Hidup dipenuhi beragam suku, bahasa, agama, pendidikan, pekerjaan. Tidak memulu tentang anak dengan orang tua yang pekerjaan bagus, berjas dan berdasi, memiliki tempat tinggal layak, keluarga harmonis. Kalau ingin sekolah tinggal bilang saja, semua perlengkapan akan disediakan oleh orang tua. Itulah mereka yang hidup dalam suasana serba kecukupan.
Anak-anak yang tugasnya hanya belajar, tidak perlu memikirkan dari mana uang di dapatkan, anak-anak yang tidak perlu memikirkan kalau lapar tinggal bilang saja, makanan sudah di sediakan. Bahkan kalau bosan tinggal bilang, dan minta di ajak jalan-jalan.
Tentu berbeda suasananya, jika menilik dari kisah Unggul dalam cerita yang ditulis oleh Sinta Yudisia. Ada seorang anak dengan keterbatasan ekonomi yang tidak memiliki rumah permanen, penghasilan orang tuanya hanya sekedar cukup untuk kebutuhan sehari-hari, bahkan itupun kadang masih kurang dari yang dibutuhkan.
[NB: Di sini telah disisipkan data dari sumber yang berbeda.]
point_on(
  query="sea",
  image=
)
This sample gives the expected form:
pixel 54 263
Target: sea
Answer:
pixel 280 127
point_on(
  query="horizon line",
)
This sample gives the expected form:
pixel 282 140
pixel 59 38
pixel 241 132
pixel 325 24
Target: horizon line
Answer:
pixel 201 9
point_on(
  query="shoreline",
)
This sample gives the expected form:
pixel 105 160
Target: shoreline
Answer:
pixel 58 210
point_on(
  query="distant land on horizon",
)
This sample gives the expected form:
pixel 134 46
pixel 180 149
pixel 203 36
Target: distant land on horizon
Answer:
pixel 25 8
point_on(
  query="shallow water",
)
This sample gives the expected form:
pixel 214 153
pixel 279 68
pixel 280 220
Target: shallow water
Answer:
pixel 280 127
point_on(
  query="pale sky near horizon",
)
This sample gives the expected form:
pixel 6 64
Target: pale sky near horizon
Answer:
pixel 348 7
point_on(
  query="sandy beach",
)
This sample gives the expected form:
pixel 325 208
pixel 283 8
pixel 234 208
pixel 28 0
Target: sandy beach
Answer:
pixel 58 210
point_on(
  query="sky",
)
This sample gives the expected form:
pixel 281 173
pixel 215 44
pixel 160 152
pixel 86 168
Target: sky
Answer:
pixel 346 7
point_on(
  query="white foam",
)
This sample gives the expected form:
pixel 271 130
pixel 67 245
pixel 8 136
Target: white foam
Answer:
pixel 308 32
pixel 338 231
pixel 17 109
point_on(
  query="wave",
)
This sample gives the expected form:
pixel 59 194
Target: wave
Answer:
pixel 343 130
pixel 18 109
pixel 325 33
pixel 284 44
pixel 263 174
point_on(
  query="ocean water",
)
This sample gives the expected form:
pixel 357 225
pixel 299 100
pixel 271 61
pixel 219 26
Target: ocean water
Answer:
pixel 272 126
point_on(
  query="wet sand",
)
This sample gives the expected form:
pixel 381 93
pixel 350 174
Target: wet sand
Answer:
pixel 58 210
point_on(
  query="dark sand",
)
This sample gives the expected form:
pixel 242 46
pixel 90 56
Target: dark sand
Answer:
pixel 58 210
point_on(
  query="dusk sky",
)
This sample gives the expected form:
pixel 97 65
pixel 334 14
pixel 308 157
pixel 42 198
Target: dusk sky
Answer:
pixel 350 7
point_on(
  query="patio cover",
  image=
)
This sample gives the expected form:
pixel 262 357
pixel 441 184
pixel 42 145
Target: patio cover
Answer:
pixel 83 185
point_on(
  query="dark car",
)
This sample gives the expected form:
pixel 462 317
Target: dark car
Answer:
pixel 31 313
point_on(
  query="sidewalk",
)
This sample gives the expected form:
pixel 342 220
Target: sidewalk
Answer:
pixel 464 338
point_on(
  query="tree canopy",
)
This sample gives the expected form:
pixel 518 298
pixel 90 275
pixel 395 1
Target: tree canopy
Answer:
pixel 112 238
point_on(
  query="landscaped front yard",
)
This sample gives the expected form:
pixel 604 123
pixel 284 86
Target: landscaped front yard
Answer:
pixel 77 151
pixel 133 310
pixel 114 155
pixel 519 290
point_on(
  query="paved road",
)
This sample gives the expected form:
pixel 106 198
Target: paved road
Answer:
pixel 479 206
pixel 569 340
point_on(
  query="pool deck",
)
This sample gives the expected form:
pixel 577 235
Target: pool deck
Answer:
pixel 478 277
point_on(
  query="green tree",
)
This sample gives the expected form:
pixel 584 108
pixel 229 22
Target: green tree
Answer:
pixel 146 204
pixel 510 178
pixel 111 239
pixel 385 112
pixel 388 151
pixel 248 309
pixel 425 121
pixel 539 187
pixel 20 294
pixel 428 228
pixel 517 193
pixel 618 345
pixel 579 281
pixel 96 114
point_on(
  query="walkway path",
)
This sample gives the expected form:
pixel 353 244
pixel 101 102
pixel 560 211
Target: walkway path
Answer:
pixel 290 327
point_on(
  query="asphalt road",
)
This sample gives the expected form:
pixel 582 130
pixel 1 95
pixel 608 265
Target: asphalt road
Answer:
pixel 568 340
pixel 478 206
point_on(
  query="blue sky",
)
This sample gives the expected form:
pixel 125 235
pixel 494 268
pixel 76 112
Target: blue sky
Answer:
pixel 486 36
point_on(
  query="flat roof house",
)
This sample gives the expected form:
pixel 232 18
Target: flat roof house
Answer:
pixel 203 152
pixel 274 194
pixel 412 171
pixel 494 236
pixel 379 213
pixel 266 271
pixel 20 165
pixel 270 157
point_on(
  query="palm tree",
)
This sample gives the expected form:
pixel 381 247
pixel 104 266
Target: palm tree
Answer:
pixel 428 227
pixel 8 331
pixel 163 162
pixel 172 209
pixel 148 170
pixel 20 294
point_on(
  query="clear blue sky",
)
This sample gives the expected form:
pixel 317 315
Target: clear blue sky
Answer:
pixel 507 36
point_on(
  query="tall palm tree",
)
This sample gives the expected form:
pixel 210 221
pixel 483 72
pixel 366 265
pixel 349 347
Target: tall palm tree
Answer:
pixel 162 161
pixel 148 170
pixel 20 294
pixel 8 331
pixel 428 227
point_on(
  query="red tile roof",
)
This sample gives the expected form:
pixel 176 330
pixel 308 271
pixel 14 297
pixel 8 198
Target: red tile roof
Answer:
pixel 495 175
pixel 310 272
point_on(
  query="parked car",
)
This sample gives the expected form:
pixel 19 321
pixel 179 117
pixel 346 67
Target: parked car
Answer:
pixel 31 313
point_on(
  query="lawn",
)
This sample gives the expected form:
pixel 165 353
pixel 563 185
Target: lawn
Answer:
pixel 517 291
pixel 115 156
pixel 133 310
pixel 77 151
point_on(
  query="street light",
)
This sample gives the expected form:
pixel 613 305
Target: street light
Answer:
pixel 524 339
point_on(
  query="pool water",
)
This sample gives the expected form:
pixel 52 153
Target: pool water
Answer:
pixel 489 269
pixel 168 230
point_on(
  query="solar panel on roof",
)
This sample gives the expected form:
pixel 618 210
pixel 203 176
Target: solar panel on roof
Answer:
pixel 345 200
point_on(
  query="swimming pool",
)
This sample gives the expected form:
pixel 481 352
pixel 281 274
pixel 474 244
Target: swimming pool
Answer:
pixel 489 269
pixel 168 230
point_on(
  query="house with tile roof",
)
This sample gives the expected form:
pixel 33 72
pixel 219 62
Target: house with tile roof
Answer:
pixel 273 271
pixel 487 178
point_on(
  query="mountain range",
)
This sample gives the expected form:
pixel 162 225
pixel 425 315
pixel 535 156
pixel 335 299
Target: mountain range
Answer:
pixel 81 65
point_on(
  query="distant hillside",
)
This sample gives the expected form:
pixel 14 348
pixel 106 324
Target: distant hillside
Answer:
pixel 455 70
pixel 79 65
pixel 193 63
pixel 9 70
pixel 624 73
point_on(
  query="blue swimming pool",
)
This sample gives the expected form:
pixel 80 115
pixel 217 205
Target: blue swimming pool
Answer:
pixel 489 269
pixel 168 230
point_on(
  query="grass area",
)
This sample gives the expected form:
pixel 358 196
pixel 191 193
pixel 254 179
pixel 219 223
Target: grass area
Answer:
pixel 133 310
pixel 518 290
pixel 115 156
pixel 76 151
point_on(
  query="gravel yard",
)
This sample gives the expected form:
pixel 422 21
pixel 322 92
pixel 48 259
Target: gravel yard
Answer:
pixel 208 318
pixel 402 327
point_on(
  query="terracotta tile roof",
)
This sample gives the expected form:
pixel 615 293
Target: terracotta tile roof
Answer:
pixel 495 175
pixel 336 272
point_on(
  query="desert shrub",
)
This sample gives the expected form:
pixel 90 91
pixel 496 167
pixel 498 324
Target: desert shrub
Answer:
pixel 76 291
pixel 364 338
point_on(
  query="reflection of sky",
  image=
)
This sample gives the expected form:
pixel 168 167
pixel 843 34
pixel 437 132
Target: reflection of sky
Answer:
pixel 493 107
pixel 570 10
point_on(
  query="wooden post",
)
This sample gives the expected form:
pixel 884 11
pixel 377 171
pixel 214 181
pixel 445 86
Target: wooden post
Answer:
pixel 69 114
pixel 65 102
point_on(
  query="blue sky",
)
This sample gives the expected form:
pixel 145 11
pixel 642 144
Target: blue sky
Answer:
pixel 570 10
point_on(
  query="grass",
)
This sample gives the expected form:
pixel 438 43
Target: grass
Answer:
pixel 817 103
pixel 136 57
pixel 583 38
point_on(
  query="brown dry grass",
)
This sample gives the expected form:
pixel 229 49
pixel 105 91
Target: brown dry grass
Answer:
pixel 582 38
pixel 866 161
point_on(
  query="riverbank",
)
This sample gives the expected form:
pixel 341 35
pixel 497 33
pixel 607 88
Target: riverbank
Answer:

Hidup dalam kemiskinan, kadangkala erat kaitannya dengan kesejahteraan, penyakit dengan mudah datang menghampiri, dan mengambil orang-orang yang tersayang.
Unggul yang hidup dalam situasi di atas, diperparah dengan berpulangnya sang ibu menghadap sang pencipta, sementara sang ayah hanya bekerja sebagai penggali makam yang penghasilannya dari hasil menggali makan tidak tentu jumlahnya. Kondisinya juga sedang sakit-sakitan.
Banyak anak-anak bangsa ini, yang harus memikul beban yang sama seperti yang di kisahkan dalam kisah Unggul ini. Mereka yang terpaksa mengorbankan masa sekolah hanya untuk membantu orang tua mempertahankan hidup. Mencari nefkah untuk mencari sesuap nasi.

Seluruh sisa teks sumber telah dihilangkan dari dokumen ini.